Submitted to: Journal of Food Engineering
Publication Type: Peer Reviewed Journal
Publication Acceptance Date: 4/21/2010
Publication Date: 10/1/2010
Publication URL: http://hdl.handle.net/10113/44426
Citation: Kumar, P., Sandeep, K.P., Alawi, S., Truong, V., Gorga, R.E. 2010. Preparation and characterization of bio-nanocomposite films based on soy protein isolate and montmorillonite using melt extrusion. Journal of Food Engineering. 100(3):480-489. Interpretive Summary: The non-degradable and non-renewable nature of plastic packaging has led to a renewed interest in packaging materials based on biopolymers such as proteins, starch, cellulose and other polysaccharides derived from renewable sources. This study aimed to develop a technique to prepare bio-nanocomposite films based on soy protein isolates (SPI) and modified montmorillonite (MMT) using melt extrusion. Effects of pH of film forming solution, MMT content, and extrusion processing parameters (screw speed and barrel temperature distribution) on the structure and properties (mechanical, dynamic mechanical, thermal stability, and water vapor permeability) of SPI-MMT bio-nanocomposite films were investigated. The results show the feasibility of using bio-nanocomposite technology to improve the properties of SPI-based biodegradable films. This technology can also be applied to biopolymers based on starch and other proteins. These bio-nanocomposite films could potentially be used in food packaging to replace some of the existing plastics such as low density polyethylene (LDPE) and polyvinylidene chloride (PVDC). However, there is a need to further improve the properties of these SPI-MMT films for commercial application.

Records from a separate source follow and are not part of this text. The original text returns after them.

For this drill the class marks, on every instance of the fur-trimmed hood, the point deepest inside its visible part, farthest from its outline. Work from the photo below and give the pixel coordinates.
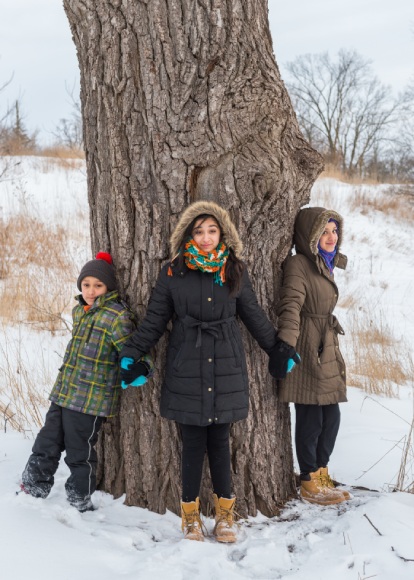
(230, 236)
(309, 226)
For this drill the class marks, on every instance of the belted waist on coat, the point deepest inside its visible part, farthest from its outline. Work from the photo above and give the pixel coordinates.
(210, 327)
(330, 318)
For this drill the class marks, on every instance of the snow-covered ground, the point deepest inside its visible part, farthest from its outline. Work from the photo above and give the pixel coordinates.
(372, 536)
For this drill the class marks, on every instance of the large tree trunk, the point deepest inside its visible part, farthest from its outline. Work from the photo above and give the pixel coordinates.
(182, 100)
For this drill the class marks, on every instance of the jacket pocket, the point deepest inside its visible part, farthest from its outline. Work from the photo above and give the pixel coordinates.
(178, 359)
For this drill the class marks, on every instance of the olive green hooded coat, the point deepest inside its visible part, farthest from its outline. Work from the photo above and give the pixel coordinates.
(308, 297)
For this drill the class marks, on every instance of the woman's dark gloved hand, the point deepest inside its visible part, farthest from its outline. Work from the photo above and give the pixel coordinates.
(134, 370)
(279, 357)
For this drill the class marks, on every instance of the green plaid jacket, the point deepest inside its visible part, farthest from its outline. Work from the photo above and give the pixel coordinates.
(88, 381)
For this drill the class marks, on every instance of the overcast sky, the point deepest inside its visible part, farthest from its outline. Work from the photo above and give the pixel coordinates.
(37, 49)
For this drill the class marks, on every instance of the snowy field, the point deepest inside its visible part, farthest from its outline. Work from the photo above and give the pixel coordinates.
(371, 536)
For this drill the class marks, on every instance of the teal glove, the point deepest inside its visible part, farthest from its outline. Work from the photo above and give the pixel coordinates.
(126, 362)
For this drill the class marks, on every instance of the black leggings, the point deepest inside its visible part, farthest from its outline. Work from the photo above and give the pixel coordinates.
(315, 434)
(196, 440)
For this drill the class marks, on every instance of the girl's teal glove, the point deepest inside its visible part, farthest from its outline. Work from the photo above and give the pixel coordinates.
(126, 362)
(292, 362)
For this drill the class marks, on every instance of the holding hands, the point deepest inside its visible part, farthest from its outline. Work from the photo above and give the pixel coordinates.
(134, 373)
(282, 359)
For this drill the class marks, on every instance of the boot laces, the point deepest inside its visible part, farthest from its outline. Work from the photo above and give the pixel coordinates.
(227, 515)
(192, 522)
(326, 480)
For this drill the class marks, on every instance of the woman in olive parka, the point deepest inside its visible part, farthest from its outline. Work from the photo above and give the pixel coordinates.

Technical Abstract: The non-biodegradable and non-renewable nature of plastic packaging has led to a renewed interest in packaging materials based on bio-nanocomposites (biopolymer matrix reinforced with nanoparticles such as layered silicates). Bio-nanocomposite films based on soy protein isolate (SPI) and montmorillonite (MMT) were prepared using melt extrusion. Effects of pH of film forming solution, MMT content, and extrusion processing parameters (screw speed and barrel temperature distribution) on the structure and properties of SPI-MMT bio-nanocomposite films were investigated. X-ray diffraction (XRD), transmission electron microscopy (TEM), and scanning electron microscopy (SEM) were used for structural characterization of the films. Properties of the films were determined by tensile testing, dynamic mechanical analysis (DMA), thermogravimetric analysis (TGA), and water vapor barrier measurement. The arrangement of MMT in the soy protein matrix ranged from exfoliated at lower MMT content (5%) to intercalated at higher MMT content (15%). There was a significant improvement in mechanical (tensile strength and percent elongation at break) and dynamic mechanical properties (glass transition temperature and storage modulus), thermal stability, and water vapor permeability of the films with the addition of MMT. The results presented in this study show the feasibility of using bio-nanocomposite technology to improve the properties of biopolymer films based on SPI.